Sollte der Neubau realisiert werden, hätte sich das Schienenverkehrsprojekt Alpha-E erledigt. Es sah den Ausbau verschiedener Bahnstrecken in Niedersachsen vor. 2015 war das Projekt im Dialogforum Schiene Nord als Alternative zur damals geplanten Y-Trasse mit großer Mehrheit der Beteiligten beschlossen worden.
Beirat: Bahn will Fakten schaffen
Der noch bestehende unabhängige Projektbeirat Alpha-E verweist auf die damals erzielte Einigung. Wohl um Fakten zu schaffen, starte die Bahn jetzt eine Ausschreibung für die Raumverträglichkeitsprüfung einer Neubaustrecke, bemängelt der Beirat. Damit drohe der Ausbau „direkt an die Wand“ gefahren zu werden: „Wir fragen uns, auf welcher politischen Beschlusslage diese Ausschreibung beruht. Bisher wurde keine Entscheidung für eine Neubaustrecke getroffen.“
Hinzu kommt dem Beirat zufolge, dass aktuell die finanziellen Mittel an allen Ecken fehlten. Viele Projekte der dringend notwendigen Generalsanierung seien finanziell nicht abgesichert: „In dieser Situation weitere Ressourcen in eine Neubauplanung zu stecken, obwohl klar ist, dass keine finanziellen Mittel zur Realisierung vorhanden sind, ist unverantwortlich.“ „Bei Stuttgart 21 war schließlich so viel Geld investiert, dass sich niemand mehr traute, das Projekt noch abzubrechen“, sagt Beiratssprecher Peter Dörsam. Vielleicht gebe es bei der DB Entscheidungsträger, „die auf etwas Ähnliches spekulieren.“
Auch Offizielle im Kreis Harburg sind über die Ankündigung der Bahn wenig amused. „Dieser Vorstoß der Bahn ist eine klare Missachtung aller bisherigen Vereinbarungen“, erklärt Landrat Rainer Rempe (CDU) und sieht sich dabei im Einvernehmen mit örtlichen Bundes- und Landtagsabgeordneten. „Bei einem Neubau würden Naturräume und Siedlungsgebiete brutal durchschnitten und einige Orte inselartig zwischen Autobahn und Bahn eingeschlossen“, greift Rempe auch Bedenken von Umweltschützern auf. Betroffene fürchteten die Belastung durch Schnellzüge vor ihrer Haustür, die Zersiedlung von Landschaften und jahrzehntelange Baustellen. „Die Weiterverfolgung der Neubaustrecke würde immense Nachteile für die Region bedeuten“, so Rempe.
Zustimmung aus der SPD
In Harburgs Nachbarkreis Lüneburg kann die Bahn dagegen auf Verbündete zählen. Die SPD-Abgeordneten Jakob Blankenburg (MdB) und Philipp Meyn (MdL) begrüßen das Neubauvorhaben und sprechen von einem „Befreiungsschlag für den norddeutschen Bahnverkehr“. „Die Entscheidung der Bahn bringt endlich Klarheit und ermöglicht echte Fortschritte“, sagt Blankenburg. Mit der Sanierung der Bestandsstrecke werde die bestehende Infrastruktur fit gemacht. Gleichzeitig schaffe die Neubautrasse entlang der A7 dringend benötigte zusätzliche Kapazitäten. Nur diese Variante könne die prognostizierten Verkehrsbedarfe abdecken.

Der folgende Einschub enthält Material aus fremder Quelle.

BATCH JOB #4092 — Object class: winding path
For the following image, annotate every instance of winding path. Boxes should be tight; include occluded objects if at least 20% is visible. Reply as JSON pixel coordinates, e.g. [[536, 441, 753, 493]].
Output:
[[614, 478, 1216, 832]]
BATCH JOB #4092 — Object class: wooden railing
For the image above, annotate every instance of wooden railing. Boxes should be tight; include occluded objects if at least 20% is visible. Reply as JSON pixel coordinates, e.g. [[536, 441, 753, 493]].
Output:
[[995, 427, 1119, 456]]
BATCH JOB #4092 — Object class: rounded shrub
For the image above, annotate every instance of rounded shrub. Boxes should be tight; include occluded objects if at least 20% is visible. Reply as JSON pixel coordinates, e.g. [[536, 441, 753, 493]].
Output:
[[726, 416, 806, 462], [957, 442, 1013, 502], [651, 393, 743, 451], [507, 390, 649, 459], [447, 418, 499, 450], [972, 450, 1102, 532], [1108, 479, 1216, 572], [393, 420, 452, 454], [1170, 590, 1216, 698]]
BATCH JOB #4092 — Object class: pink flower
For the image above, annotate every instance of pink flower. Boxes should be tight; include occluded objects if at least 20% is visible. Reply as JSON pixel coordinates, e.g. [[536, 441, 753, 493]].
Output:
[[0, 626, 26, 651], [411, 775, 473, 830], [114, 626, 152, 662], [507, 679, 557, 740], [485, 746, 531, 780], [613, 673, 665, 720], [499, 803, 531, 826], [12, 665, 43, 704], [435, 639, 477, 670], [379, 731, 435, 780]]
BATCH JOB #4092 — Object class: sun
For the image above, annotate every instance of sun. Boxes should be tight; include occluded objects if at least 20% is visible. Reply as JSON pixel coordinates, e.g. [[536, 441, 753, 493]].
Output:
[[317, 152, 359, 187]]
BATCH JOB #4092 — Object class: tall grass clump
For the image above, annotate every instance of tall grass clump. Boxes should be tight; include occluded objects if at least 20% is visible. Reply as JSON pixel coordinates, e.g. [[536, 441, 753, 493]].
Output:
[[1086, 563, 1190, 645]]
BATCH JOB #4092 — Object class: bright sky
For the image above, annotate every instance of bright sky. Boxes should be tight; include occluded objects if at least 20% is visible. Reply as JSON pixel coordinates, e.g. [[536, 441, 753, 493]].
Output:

Zustimmung für die neuen Pläne kommt auch von Adis Ahmetović, SPD-Bundestagsabgeordneter aus Hannover: „Die heutige Entscheidung der Bahn ist ein klares Bekenntnis zur wirtschaftlichen Zukunft unseres Landes“, sagt er. „Wer Mobilität, Klimaschutz und Wettbewerbsfähigkeit zusammen denken will, muss genau solche Projekte jetzt entschlossen voranbringen.“
Die Landtagsgrünen mahnen für die Planungen Transparenz und Mitsprache an. Sie treten dafür ein, dass Details der Umsetzung zügig in einem Beteiligungsverfahren geklärt werden. Hierfür eigne sich ein Bürger:innenrat mit Vertreter:innen aus den direkt und indirekt betroffenen Regionen.
Auch die Bahn kündigt Bürgerbeteiligung an. Das Projektteam will im Herbst eine Tour durch die Region starten, um den Landkreisen und Kommunen detaillierte Karten und Inhalte etwa zum Lärmschutz) vorzustellen und die Meinungen der Menschen in der Region aufzunehmen. Der nächste große Schritt im Planungsprozess solle noch in diesem Jahr die parlamentarische Befassung des Bundestages sein.